The eponymous Jasmine (née Jeanette) is a modern day Blanche DuBois in a film that pays homage to Tennessee Williams’ A Streetcar Named Desire, even if it’s not directly an adaptation of it. Portrayed by the exceptional and Oscar-tipped Blanchett, Jasmine arrives in San Francisco to live with her adopted sister, Ginger (Sally Hawkins), after the messy end of her marriage. Coming from a wealthy New York lifestyle and finding herself penniless in the cramped home of a single mother, she must learn how to survive in the real world. Tragically, Jasmine’s growing dependency on pills and booze consumed to stave off another nervous breakdown seems likely to lead to the opposite; her fantasy of reinventing herself taking over.

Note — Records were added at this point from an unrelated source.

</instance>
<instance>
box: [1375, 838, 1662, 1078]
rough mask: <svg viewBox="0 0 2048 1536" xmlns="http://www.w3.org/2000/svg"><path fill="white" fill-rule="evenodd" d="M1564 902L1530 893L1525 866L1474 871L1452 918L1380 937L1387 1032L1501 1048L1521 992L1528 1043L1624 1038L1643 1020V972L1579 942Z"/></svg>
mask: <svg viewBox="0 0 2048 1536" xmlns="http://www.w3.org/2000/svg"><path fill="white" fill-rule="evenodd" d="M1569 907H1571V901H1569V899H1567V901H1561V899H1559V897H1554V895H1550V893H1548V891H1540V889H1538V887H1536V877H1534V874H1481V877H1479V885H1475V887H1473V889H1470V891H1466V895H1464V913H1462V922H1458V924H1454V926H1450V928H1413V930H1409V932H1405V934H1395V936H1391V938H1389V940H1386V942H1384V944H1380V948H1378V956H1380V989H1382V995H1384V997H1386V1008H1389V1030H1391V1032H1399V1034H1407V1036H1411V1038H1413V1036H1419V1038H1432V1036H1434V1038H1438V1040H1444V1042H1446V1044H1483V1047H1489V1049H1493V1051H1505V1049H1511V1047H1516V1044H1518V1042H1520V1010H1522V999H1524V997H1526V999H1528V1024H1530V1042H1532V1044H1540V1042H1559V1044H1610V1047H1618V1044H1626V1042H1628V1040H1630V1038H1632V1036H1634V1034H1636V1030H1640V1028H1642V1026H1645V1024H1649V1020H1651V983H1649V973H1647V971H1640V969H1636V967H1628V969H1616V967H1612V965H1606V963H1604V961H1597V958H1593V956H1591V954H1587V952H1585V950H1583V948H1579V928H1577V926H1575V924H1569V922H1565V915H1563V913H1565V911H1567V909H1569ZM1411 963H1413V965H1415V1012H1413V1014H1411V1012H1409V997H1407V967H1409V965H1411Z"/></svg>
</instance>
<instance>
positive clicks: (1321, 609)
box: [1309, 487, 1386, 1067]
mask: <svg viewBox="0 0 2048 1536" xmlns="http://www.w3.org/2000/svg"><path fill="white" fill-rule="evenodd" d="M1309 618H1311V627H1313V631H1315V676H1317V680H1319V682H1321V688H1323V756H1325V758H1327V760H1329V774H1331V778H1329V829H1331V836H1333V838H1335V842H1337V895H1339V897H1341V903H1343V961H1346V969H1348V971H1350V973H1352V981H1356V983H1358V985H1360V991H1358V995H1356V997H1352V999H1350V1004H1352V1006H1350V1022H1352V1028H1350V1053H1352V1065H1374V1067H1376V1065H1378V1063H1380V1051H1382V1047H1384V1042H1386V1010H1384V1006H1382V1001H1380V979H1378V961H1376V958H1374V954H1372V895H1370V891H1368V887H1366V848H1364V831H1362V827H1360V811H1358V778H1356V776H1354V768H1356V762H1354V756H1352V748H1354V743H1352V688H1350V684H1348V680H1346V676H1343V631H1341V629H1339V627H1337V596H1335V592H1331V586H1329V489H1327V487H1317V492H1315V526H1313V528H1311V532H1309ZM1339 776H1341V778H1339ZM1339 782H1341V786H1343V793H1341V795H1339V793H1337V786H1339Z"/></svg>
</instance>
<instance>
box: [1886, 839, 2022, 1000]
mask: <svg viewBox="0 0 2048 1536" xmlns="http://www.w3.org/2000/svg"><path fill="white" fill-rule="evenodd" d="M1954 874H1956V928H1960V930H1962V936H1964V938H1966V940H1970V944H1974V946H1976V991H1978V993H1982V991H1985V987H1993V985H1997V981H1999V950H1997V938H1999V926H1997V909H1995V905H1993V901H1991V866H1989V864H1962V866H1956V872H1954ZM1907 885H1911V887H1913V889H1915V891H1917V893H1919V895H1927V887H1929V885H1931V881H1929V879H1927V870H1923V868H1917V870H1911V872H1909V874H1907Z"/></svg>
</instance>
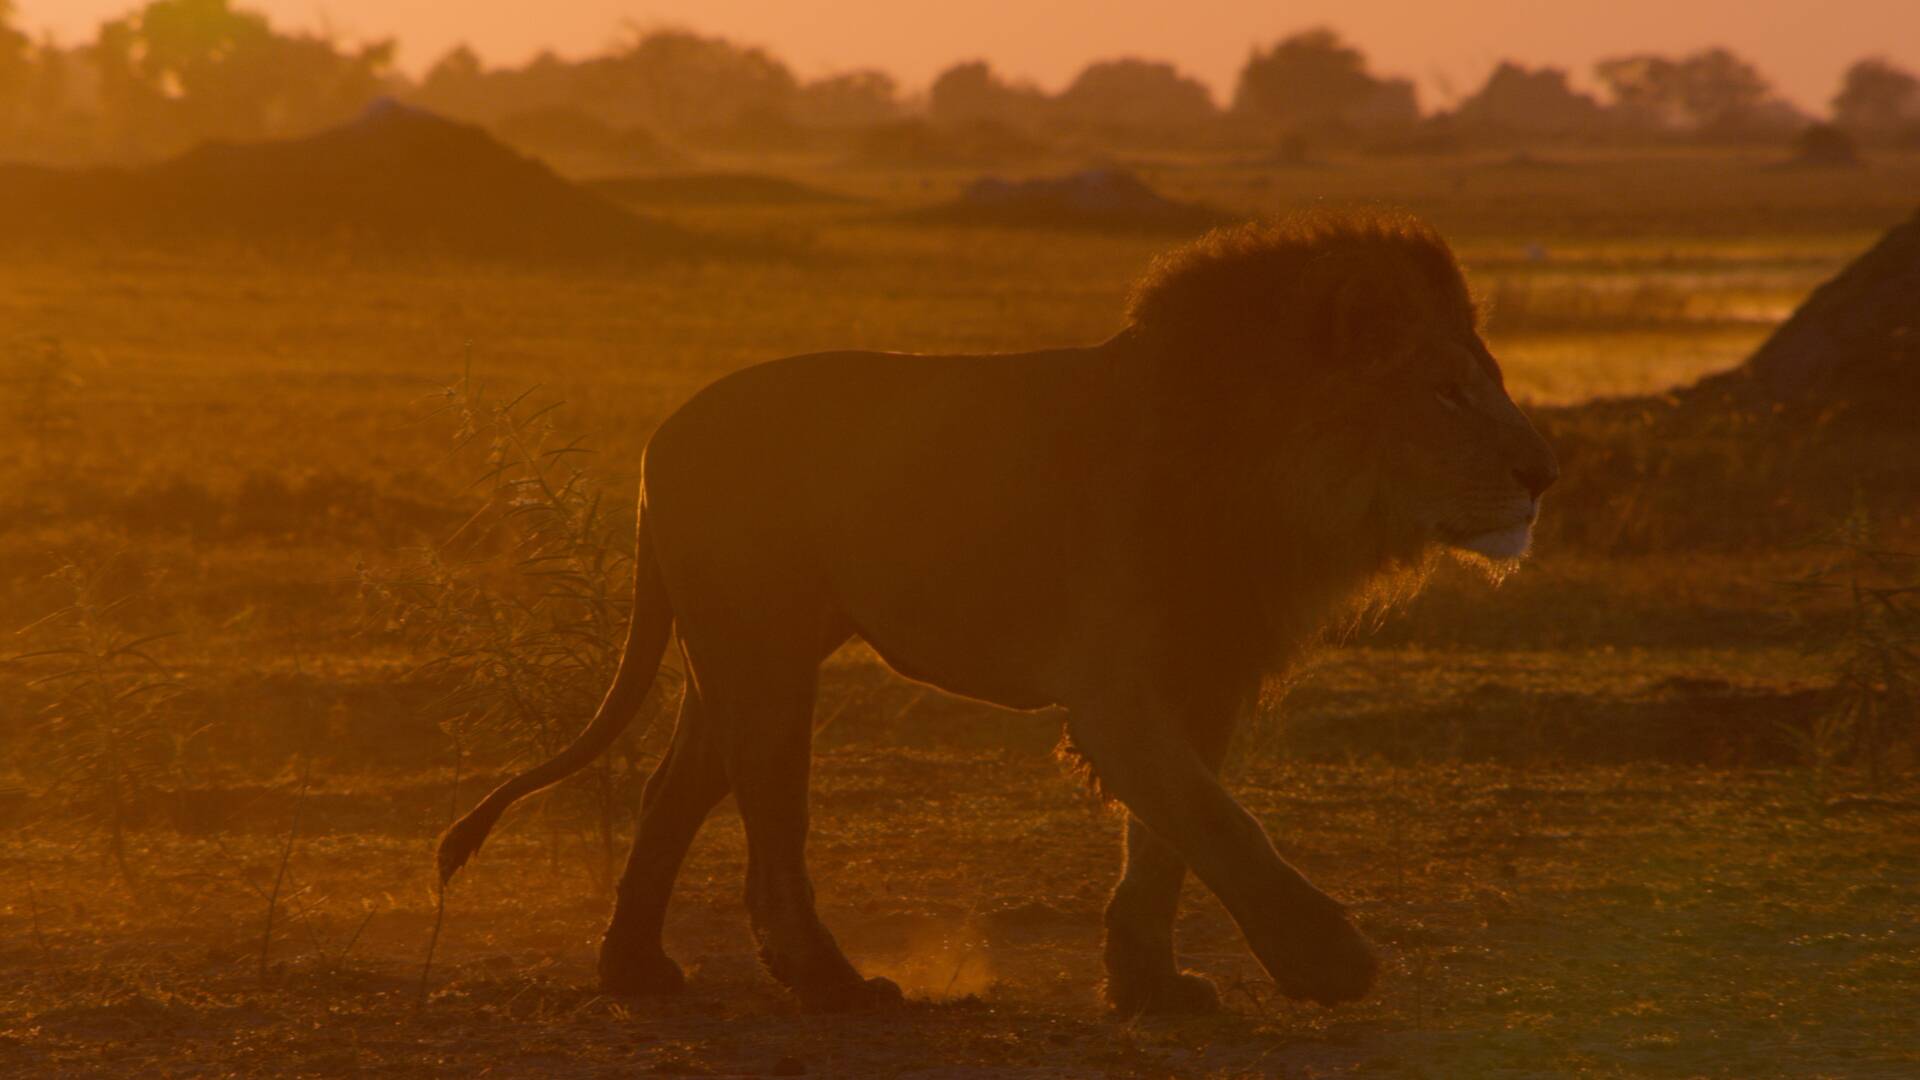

It’s a show-stopping performance from Blanchett, who adds a Bafta to her commendations from the SGA, various critics circles and, of course, the Golden Globes. She an exquisite mess of privilege, neuroses, elegance and grief; it would be a joy to behold if her slow unravelling wasn’t so painful in and of itself. Additionally, she’s complemented brilliantly, with Sally Hawkins also garnering an Oscar nomination as her less well-off, but far happier sister. Alec Baldwin is perfectly slimy as Jasmine’s ex in flashbacks that show the death throes of their marriage whilst Bobby Cannavale, Andrew Dice Clay, Louis C.K, Peter Skarsgaard and Michael Stuhlbarg are all great in supporting roles.
Even when the plot appears to be flagging, subplots feel unnecessary, or characterisations edge towards too overblown, it’s all hemmed in by the exemplary cast. Indeed, they arguably lift Blue Jasmine from being a fine but unremarkable Woody Allen piece, to something considerably better than (especially in recent years) average. That is, one would imagine, exactly what Woody had in mind when he decided to reconstitute Williams’ play for the modern world and boy, did that work out. Blanchett knocks it out of the park.